DuckDB: SQL over a CSV in one shot
DuckDB reads CSV / JSON / Parquet directly — no schema, no load step, no server. The fastest way to put SQL into a pipeline.
Setup
- → brew install duckdb
Cost per run
free
The one-liner
$ duckdb -c "
SELECT category,
AVG(price) AS avg_price,
QUANTILE_CONT(price, 0.9) AS p90,
COUNT(*) AS n
FROM 'sales.csv'
GROUP BY 1
ORDER BY n DESC
"What each stage does
- [01] duckdb
duckdb -c "…"Run one SQL statement against an in-memory database. No server, no .duckdb file needed when you don't pass one. - [02] duckdb
FROM 'sales.csv'DuckDB's killer feature: any string in single-quotes that ends in .csv / .json / .parquet is treated as a table. Schema is inferred. - [03] duckdb
QUANTILE_CONT(price, 0.9)Real SQL — proper percentiles, window functions, joins, full PostgreSQL-compatible syntax.
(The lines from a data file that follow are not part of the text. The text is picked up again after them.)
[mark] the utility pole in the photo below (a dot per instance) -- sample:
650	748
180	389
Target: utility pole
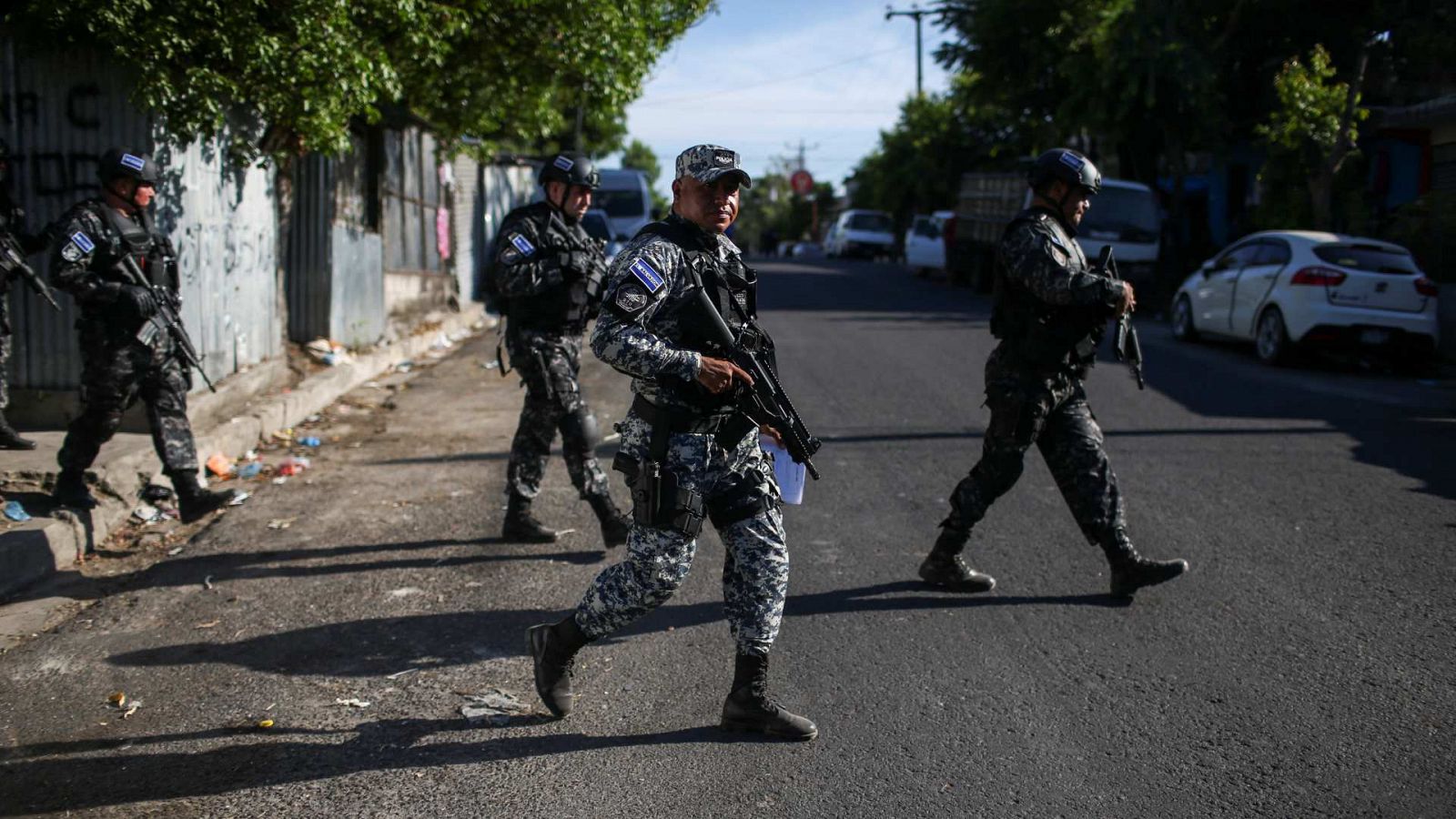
915	12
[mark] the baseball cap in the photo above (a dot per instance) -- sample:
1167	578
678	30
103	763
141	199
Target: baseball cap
706	164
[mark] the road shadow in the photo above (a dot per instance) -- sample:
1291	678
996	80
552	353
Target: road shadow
1227	382
193	570
380	646
280	756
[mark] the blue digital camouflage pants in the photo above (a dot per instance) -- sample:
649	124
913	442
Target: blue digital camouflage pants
1053	414
550	365
113	378
756	555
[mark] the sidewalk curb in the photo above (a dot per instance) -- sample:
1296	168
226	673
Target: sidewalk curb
44	547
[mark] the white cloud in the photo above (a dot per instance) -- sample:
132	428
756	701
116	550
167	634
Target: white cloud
756	84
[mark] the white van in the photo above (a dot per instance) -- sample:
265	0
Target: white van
626	200
1126	216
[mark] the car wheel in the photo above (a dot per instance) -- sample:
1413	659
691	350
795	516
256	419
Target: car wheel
1183	321
1271	339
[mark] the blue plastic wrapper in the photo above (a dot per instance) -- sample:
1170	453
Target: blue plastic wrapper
15	511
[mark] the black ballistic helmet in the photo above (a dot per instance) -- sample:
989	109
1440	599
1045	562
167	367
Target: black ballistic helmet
127	162
1067	165
571	167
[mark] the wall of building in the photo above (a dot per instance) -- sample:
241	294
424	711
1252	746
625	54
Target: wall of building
60	113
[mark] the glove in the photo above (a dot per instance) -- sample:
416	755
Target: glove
138	300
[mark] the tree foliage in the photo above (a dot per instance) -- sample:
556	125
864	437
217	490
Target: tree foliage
283	76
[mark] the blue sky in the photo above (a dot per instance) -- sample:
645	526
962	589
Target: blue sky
759	76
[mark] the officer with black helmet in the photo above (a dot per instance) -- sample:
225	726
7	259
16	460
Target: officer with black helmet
116	368
546	278
1050	312
12	223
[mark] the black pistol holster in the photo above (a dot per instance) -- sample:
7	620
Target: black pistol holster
657	499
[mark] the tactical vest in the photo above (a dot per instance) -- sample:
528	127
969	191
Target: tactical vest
1045	337
733	292
560	309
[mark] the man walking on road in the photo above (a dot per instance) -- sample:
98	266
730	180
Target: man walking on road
546	278
686	450
94	239
1050	312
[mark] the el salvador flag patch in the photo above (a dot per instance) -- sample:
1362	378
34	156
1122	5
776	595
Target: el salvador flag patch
647	276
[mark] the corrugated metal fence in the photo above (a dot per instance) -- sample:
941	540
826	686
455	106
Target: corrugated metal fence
62	111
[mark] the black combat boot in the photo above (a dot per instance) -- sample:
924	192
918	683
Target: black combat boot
1130	570
11	439
70	490
553	651
944	567
521	526
615	526
750	709
194	501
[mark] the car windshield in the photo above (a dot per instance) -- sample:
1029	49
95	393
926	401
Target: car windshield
875	222
1368	257
619	203
596	225
1130	213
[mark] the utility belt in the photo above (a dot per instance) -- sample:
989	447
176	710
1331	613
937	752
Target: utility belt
657	499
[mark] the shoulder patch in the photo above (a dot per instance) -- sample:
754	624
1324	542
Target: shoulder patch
631	299
644	273
521	244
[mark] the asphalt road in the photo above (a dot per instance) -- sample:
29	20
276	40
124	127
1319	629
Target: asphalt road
1303	668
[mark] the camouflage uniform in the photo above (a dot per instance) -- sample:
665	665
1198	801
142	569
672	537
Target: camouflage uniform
1034	379
641	334
116	368
550	273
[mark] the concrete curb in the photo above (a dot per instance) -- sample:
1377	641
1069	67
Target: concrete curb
46	545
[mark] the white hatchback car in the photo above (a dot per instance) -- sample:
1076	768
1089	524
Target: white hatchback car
1317	290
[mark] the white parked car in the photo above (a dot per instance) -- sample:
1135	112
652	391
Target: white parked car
925	242
861	234
1331	292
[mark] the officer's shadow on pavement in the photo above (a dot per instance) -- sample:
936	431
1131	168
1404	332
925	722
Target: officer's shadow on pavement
382	646
48	777
284	562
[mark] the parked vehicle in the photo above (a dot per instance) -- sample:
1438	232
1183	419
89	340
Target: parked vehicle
925	242
626	201
1125	215
1286	288
594	222
861	234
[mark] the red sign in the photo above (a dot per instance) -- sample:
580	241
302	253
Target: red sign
801	182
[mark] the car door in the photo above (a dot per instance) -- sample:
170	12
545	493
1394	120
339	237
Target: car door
1213	300
1254	283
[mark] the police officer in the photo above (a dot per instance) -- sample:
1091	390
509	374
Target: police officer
1050	312
548	276
12	223
91	241
688	450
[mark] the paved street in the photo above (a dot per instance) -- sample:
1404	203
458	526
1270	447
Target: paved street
1305	666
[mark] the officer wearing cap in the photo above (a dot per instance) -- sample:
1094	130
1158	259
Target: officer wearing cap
686	450
1050	312
116	368
546	278
12	223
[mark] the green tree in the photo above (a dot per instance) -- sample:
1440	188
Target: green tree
1315	126
284	77
641	157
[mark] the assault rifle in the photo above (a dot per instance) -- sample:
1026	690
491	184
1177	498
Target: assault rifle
12	261
1126	346
167	318
764	401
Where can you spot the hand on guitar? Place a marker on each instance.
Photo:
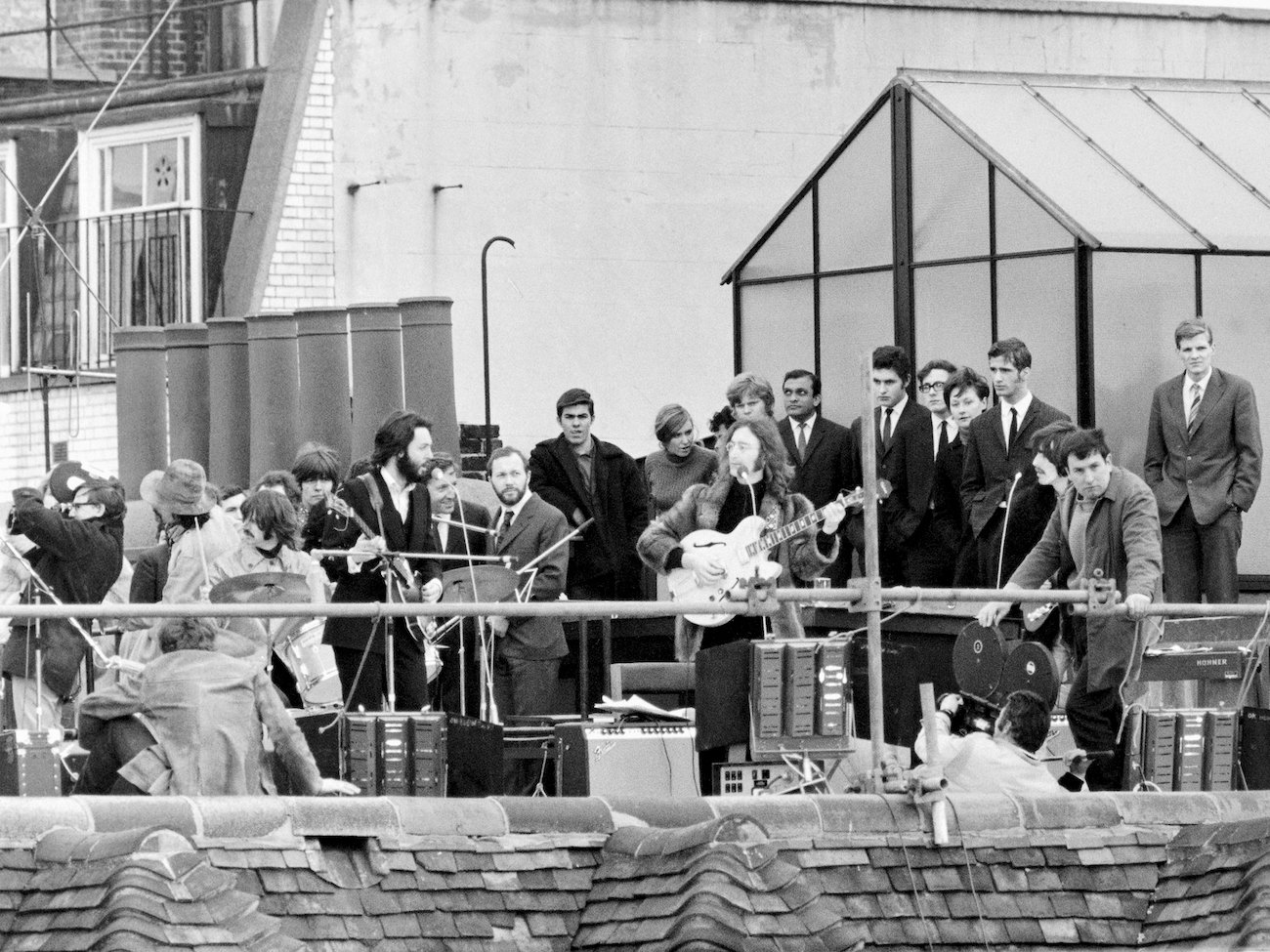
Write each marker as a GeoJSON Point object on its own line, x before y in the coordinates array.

Skip the manual stats math.
Expected output (sample)
┌────────────┬───────────┬────────┬─────┐ │ category │ avg_price │ p90 │ n │ ├────────────┼───────────┼────────┼─────┤ │ electronics│ 142.40 │ 280.00 │ 412 │ │ apparel │ 52.10 │ 110.00 │ 318 │ │ books │ 18.20 │ 29.95 │ 287 │ └────────────┴───────────┴────────┴─────┘
Caveats & tips
- Same query works on .json and .parquet — DuckDB auto-detects.
- For one-shot scripts, output format flags: `-csv`, `-json`, `-markdown`, `-list`, `-line`.